IB Chemistry: Stoichiometric Relationships

Stoichiometry is the mathematical backbone of chemistry, providing the tools to predict the quantities of substances consumed and produced in reactions. For IB Chemistry, mastering these quantitative relationships is non-negotiable; it underpins experimental design, data analysis, and your understanding of virtually every other topic, from energetics to organic chemistry. This systematic approach transforms chemistry from a qualitative science into a precise, predictive one, enabling you to calculate everything from the amount of fuel needed for a rocket to the concentration of an acid in a titration.
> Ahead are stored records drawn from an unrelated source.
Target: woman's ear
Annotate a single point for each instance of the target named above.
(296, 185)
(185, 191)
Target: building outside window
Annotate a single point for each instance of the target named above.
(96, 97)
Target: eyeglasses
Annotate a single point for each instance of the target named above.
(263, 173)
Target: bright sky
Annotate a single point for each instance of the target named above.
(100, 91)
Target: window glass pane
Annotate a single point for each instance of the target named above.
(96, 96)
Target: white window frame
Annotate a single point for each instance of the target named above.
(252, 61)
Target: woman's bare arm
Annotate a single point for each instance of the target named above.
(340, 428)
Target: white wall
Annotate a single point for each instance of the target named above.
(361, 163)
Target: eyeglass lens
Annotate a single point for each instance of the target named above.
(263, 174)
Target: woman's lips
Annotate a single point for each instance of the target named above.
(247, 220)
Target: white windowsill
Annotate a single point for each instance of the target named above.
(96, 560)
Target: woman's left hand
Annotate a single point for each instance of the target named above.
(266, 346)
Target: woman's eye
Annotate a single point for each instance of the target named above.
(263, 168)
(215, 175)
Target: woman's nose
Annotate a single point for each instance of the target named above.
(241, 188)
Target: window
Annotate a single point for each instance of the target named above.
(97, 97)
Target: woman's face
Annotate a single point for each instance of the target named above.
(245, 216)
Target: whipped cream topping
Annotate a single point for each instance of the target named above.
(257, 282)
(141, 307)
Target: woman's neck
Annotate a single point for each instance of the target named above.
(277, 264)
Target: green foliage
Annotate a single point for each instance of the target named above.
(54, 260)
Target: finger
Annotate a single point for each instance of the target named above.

The Foundation: The Mole and Molar Mass

All stoichiometric calculations begin with the mole (mol), the SI unit for amount of substance. One mole contains exactly $6.022 \times 1 0^{23}$ elementary entities (atoms, molecules, ions, or formula units). This number is Avogadro's constant, $N_{A}$ , and it allows chemists to count particles by weighing them.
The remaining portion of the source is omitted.